Distributed Parallel Support
Accelerator supports jobs that require multiple CPUs that can be located on different machines.
When a Distributed Parallel (DP) job is submitted to the scheduler, the job is divided into partial jobs. Each partial job can require a different set of resources and cumulatively requires all the resources of the Distributed Parallel job. Accelerator schedules each partial job separately. When all partial jobs have been dispatched, one designated partial job executes the actual Distributed Parallel job. Depending on the submission method, there are several ways to take advantage of the computing resources assigned to the other partial jobs.
Submission Methods
There are three common methods to submit Distributed Parallel jobs.
- Use -dp to submit a Distributed Parallel job with N partial jobs
- This method creates a Distributed Parallel job with two partial jobs. When both partial jobs have been dispatched, the active partial job becomes the master and begins the execution of the command sleep 10, while the other partial job waits for the previous partial job to terminate. By default, the active partial job is the first one.

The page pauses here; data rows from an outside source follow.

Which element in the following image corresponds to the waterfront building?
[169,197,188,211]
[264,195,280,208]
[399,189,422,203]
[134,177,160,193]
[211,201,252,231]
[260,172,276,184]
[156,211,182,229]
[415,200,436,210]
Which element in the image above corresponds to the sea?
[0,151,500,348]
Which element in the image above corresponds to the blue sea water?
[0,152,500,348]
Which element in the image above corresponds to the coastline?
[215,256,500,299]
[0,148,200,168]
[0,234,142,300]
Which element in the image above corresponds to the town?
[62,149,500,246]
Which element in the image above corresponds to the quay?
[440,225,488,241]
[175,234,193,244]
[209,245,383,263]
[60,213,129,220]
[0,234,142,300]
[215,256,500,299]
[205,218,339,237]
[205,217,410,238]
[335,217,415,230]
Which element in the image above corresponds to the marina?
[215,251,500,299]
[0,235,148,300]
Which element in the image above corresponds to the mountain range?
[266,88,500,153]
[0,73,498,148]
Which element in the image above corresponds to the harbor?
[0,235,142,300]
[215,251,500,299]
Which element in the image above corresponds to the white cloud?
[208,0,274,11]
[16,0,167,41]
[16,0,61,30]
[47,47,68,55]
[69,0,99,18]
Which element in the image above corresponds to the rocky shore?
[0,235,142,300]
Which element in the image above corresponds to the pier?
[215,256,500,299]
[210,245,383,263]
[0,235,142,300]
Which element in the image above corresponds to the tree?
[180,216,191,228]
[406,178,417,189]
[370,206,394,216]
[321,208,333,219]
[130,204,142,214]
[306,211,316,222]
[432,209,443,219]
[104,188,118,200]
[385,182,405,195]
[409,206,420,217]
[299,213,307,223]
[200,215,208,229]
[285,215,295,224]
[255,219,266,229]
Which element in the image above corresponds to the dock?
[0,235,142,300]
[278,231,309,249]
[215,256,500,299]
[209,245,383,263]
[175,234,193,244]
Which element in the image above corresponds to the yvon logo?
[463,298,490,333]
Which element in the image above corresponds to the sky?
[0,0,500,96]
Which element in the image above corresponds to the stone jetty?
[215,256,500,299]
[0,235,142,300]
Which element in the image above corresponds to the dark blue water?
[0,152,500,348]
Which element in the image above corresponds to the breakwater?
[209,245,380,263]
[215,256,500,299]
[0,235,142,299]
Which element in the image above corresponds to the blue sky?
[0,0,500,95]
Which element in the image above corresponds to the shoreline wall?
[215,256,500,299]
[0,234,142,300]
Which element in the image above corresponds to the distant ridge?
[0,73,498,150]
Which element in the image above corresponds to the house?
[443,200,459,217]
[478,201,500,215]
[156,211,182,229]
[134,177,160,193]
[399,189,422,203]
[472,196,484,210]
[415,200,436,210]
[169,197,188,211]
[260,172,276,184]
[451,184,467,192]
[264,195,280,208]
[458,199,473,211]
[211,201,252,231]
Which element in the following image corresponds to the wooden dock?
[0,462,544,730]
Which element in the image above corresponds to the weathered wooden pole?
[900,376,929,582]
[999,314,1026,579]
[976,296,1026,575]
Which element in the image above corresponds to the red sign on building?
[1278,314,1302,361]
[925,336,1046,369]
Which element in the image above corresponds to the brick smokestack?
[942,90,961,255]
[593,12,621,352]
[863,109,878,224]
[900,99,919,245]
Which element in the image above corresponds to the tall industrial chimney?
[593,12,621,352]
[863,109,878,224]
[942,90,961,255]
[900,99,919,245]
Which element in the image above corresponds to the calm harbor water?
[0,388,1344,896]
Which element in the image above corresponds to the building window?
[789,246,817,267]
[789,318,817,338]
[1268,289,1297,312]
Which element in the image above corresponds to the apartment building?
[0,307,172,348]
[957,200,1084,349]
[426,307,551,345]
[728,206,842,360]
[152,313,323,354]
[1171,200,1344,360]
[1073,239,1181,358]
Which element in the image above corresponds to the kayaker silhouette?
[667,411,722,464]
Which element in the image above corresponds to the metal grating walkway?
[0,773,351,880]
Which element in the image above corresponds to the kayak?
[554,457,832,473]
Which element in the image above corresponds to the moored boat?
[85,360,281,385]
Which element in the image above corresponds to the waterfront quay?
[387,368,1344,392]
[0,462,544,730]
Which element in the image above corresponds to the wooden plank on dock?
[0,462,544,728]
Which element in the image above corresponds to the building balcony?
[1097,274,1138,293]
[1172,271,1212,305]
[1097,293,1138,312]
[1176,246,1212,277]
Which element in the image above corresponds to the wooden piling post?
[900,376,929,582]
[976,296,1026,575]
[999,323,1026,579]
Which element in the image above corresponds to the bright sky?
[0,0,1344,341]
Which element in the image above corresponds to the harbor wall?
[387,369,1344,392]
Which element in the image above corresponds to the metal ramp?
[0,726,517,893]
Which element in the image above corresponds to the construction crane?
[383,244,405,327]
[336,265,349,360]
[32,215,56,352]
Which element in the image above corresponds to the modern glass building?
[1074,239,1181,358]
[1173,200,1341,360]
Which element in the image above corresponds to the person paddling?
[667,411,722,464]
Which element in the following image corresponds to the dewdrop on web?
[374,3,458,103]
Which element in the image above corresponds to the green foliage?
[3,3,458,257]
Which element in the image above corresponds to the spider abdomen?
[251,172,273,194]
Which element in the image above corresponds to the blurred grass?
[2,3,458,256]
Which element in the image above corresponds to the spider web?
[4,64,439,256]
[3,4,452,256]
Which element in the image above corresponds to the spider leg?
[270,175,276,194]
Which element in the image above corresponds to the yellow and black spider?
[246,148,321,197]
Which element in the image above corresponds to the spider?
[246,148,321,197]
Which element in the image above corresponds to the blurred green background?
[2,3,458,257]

- Use -dp N with vovparallel LSB_HOSTS
- When all N partial jobs have been dispatched,the active partial jobs executes vovparallel, which sets the environment variable LSB_HOSTS before invoking the master command. LSB_HOSTS contains the list of all hosts, possibly with repetitions, currently set aside to run all partial jobs of the Distributed Parallel job. The master command is expected to use rsh or ssh to reach out to those hosts and launch the appropriate software.
- Use -dp N together with
vovparallel clone
- This method clones the specified wrapper script across the selected hosts. The wrapper script then executes the tool-specific commands on the appropriate hosts and will have access to the Distributed Parallel environment variables and job properties.

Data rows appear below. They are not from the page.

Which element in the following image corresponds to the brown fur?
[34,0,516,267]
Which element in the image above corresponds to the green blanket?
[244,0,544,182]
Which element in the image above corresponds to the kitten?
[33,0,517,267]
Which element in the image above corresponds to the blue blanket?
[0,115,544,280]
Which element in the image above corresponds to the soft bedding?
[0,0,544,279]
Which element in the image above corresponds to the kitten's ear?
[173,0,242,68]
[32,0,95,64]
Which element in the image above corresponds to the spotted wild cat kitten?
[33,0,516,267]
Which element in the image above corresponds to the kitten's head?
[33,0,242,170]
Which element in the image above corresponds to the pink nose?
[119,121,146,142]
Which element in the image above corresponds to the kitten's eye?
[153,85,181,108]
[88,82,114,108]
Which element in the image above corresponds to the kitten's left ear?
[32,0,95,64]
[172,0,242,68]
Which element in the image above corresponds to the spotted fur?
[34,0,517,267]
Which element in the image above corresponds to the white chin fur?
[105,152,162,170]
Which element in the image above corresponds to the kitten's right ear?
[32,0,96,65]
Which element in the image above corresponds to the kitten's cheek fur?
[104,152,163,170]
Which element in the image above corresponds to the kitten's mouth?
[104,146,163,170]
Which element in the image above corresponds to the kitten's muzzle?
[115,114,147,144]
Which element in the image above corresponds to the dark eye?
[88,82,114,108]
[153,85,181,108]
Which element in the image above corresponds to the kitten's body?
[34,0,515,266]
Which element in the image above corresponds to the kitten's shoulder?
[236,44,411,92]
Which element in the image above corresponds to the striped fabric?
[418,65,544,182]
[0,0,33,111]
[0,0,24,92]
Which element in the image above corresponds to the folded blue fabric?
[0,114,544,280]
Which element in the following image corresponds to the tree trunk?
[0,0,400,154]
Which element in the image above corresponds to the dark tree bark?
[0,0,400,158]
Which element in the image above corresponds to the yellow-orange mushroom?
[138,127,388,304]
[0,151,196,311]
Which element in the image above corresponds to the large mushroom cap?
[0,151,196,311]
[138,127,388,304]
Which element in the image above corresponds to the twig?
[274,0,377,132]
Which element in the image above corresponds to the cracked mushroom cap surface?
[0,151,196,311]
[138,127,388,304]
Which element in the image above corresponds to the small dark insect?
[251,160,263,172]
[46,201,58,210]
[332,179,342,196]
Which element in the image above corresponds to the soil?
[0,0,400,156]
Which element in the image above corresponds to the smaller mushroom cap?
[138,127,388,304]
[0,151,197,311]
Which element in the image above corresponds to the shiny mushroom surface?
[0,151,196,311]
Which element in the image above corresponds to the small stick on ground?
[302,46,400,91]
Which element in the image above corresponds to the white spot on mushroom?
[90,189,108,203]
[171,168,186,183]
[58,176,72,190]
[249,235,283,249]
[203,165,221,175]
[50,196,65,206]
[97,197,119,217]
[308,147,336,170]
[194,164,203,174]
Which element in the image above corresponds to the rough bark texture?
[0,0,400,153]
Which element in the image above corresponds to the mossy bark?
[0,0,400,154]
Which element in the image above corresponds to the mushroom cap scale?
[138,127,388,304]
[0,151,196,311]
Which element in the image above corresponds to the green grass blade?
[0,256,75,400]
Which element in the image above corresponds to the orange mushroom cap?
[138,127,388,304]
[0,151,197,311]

Partial Job Rank and Resources
% nc run -dp 8 -dpactive 8 uname -a
To define the resource list for each component of the Distributed Parallel job, use the -dpres option. This option takes a comma-separated list of simple resources lists. The first element in the list is used for the first partial job, the second element for the second partial job and so on. If there are more partial jobs than elements in the list, the last element in the list is used for all remaining partial jobs.

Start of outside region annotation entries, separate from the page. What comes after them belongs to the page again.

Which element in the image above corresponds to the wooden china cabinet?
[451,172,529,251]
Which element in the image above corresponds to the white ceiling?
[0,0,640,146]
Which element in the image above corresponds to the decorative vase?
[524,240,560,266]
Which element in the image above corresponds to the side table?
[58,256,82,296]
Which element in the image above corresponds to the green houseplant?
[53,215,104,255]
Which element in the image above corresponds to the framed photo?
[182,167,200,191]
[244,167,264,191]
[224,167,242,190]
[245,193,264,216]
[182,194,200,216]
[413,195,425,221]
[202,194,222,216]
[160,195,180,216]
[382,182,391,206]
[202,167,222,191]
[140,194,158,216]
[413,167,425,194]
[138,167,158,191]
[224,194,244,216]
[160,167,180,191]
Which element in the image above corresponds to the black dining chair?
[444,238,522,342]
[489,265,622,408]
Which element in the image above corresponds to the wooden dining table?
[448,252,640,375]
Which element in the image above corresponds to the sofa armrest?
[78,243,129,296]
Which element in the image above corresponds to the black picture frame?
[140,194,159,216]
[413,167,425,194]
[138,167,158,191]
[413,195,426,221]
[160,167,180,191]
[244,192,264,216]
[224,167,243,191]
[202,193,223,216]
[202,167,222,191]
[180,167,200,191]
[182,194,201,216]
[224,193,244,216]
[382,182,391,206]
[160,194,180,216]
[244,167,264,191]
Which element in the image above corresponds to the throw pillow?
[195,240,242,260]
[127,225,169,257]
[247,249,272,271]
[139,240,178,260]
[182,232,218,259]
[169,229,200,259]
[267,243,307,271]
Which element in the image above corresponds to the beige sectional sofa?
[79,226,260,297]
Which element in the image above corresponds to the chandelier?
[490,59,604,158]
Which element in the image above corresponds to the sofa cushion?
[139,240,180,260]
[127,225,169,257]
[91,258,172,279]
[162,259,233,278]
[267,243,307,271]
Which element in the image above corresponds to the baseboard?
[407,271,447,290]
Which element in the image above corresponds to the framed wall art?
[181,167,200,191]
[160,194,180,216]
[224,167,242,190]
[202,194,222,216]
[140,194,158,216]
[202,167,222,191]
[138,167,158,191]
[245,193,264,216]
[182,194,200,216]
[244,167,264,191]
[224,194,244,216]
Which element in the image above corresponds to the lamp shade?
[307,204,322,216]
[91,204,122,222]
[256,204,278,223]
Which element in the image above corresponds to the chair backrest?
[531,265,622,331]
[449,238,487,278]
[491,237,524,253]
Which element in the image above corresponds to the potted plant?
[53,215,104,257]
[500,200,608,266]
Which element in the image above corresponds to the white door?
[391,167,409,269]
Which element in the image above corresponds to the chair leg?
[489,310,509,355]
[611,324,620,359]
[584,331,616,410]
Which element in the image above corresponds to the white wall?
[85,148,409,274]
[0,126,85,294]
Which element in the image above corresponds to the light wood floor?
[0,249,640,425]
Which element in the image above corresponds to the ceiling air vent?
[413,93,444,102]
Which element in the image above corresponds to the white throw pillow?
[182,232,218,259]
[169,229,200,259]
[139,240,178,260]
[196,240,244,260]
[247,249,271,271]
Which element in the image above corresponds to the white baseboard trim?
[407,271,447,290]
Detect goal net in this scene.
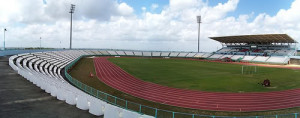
[242,65,257,74]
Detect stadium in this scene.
[0,0,300,118]
[3,34,300,118]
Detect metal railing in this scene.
[65,55,299,118]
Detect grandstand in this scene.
[207,34,298,64]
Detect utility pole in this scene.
[197,16,201,52]
[69,4,75,49]
[3,28,7,50]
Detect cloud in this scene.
[0,0,300,51]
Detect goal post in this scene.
[242,65,257,74]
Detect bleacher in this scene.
[208,34,298,64]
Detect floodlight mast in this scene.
[197,16,201,52]
[3,28,7,50]
[69,4,75,49]
[40,37,42,49]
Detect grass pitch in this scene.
[70,58,300,118]
[108,58,300,92]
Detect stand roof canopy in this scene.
[209,34,298,44]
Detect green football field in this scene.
[109,58,300,92]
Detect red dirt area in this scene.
[94,57,300,112]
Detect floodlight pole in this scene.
[3,28,7,50]
[40,37,42,49]
[197,16,201,52]
[69,4,75,49]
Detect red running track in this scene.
[94,57,300,112]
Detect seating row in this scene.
[9,50,152,118]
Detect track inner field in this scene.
[94,57,300,112]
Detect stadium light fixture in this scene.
[3,28,7,50]
[197,16,201,52]
[69,4,75,49]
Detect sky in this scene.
[0,0,300,52]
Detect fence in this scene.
[65,55,299,118]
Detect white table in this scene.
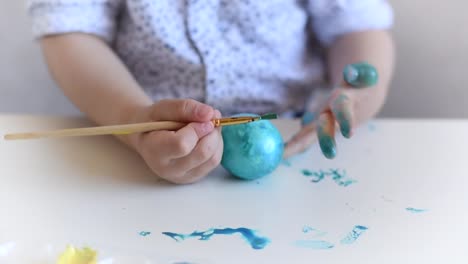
[0,115,468,264]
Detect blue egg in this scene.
[221,115,284,180]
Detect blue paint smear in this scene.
[406,207,427,214]
[302,226,327,237]
[341,225,369,245]
[281,160,292,167]
[163,227,270,249]
[294,240,335,249]
[139,231,151,236]
[302,169,357,187]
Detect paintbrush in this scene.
[4,114,278,140]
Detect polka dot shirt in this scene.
[28,0,393,114]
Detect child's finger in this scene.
[343,62,379,88]
[283,124,317,158]
[141,122,214,161]
[331,93,354,138]
[171,130,222,172]
[317,111,336,159]
[183,136,223,183]
[151,99,216,122]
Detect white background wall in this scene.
[0,0,468,118]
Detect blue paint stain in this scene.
[341,225,369,245]
[406,207,427,214]
[281,160,292,167]
[301,112,316,126]
[302,226,327,237]
[302,169,357,187]
[139,231,151,236]
[294,240,335,249]
[163,227,270,249]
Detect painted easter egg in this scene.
[221,114,284,180]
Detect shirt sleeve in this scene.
[309,0,393,45]
[28,0,121,42]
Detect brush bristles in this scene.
[260,113,278,120]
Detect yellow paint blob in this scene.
[57,246,97,264]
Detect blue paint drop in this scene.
[163,227,270,249]
[281,160,292,167]
[302,226,327,237]
[406,207,427,214]
[302,169,357,187]
[139,231,151,236]
[341,225,369,245]
[294,240,335,249]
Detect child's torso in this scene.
[115,0,322,114]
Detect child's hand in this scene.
[284,63,377,159]
[129,100,223,184]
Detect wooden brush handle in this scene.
[4,121,187,140]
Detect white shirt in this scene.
[25,0,393,114]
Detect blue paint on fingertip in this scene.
[301,112,315,126]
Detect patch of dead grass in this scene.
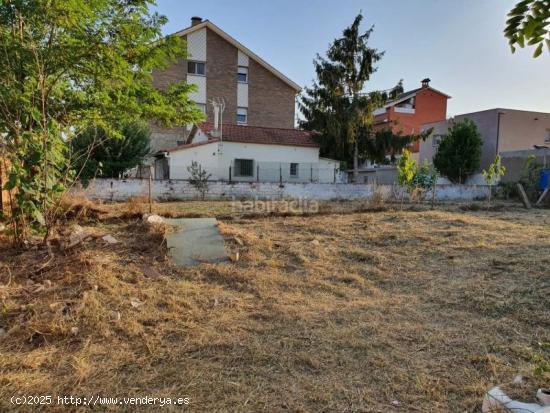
[0,206,550,412]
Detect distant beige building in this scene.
[420,108,550,170]
[151,17,300,153]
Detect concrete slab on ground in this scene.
[166,218,228,267]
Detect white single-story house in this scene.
[155,122,343,183]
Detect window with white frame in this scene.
[237,108,248,125]
[187,61,206,76]
[237,66,248,83]
[234,159,254,178]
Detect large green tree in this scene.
[434,119,483,184]
[504,0,550,57]
[0,0,202,240]
[71,122,151,182]
[300,14,402,181]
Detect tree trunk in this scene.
[353,139,359,184]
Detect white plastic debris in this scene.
[144,214,164,225]
[101,234,118,244]
[481,386,550,413]
[130,298,145,308]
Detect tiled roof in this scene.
[199,122,319,148]
[384,86,451,108]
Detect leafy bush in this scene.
[412,159,437,191]
[397,149,416,187]
[187,161,212,199]
[434,119,483,184]
[71,122,151,182]
[519,155,543,201]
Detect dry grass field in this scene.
[0,200,550,413]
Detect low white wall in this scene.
[73,179,494,201]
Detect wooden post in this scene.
[517,182,531,209]
[0,158,4,215]
[536,188,548,206]
[149,166,153,214]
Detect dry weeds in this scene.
[0,204,550,412]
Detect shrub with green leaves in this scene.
[0,0,203,242]
[433,119,483,184]
[519,155,543,201]
[71,122,151,183]
[504,0,550,58]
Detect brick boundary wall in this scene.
[76,179,489,201]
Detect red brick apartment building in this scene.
[151,17,300,152]
[374,79,451,153]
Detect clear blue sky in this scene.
[153,0,550,116]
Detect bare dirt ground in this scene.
[0,204,550,413]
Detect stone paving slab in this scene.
[166,218,228,267]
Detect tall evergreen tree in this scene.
[300,13,402,181]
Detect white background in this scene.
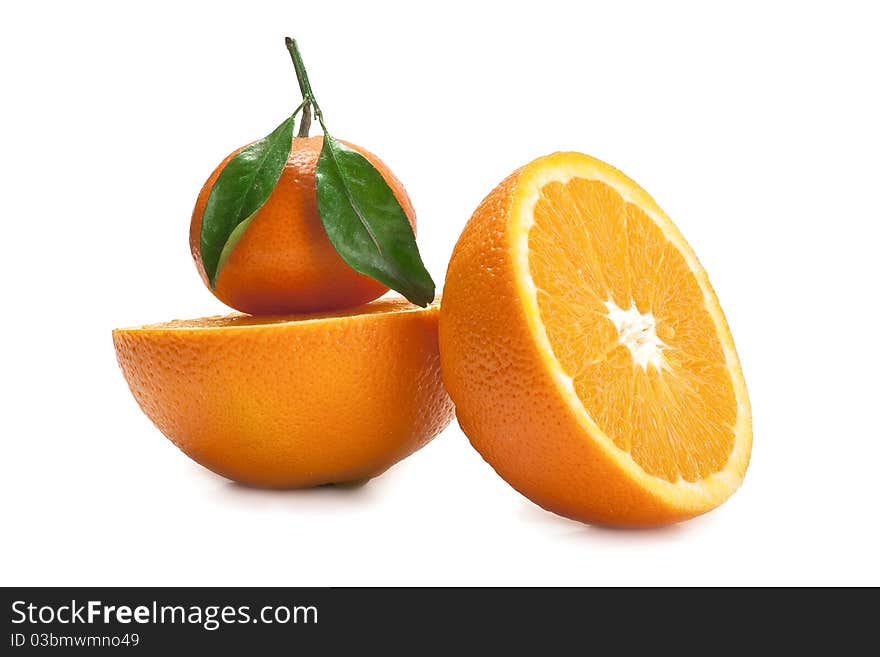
[0,0,880,585]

% nc run -dp 10 -dpres "linux,macosx,unix " -dpactive 2 vovparallel clone mywrapper
Distributed Parallel Properties
- DP_ACTIVERANK
- The rank of the active partial job, which is the partial job that launches the top-level job.
- DP_ATTEMPTS
- The number of times the partial jobs have failed to be allocated within the allowed time.
- DP_COHORTWAIT
- This property is created when
-nocohortwait
is passed with nc run. This instructs partialTool for each cohort task to finish when its subtask process has finished rather than wait for the primary job to complete (which is the default behavior). Using-nocohortwait
sets DP_COHORTWAIT to zero (0). Otherwise, the default is 1. - DP_FAILURE
- Explanation of failures.
- DP_HOSTS
- List of hosts for the distributed parallel job . This property is set when the last partial job is launched. The list may contain duplicates.
- DP_PORT_X
- This is set by partial tool X to the pair host dp_port.
- DP_SEMAPHORE
- Used by partial jobs to count the rank.
- DP_SEMAPHORE2
- A second synchronization counter used by partialTool.
- DP_SETID
- The ID of the set that contains the list of partial jobs.
- DP_WAIT
- Tells the partial job how long to wait before giving up the slot (default 30 sec).
- DP_WAIT_MAX
- This is the maximum allowed value for DP_WAIT for a job (default 30 mins).
- DP_PART_OF
- The top-level job ID.
Properties can be accessed via the vovprop command or via the Tcl API with vtk_prop_get. Once obtained, they can be used in conjunction with rsh/ssh, for example, to interact with the chosen hosts.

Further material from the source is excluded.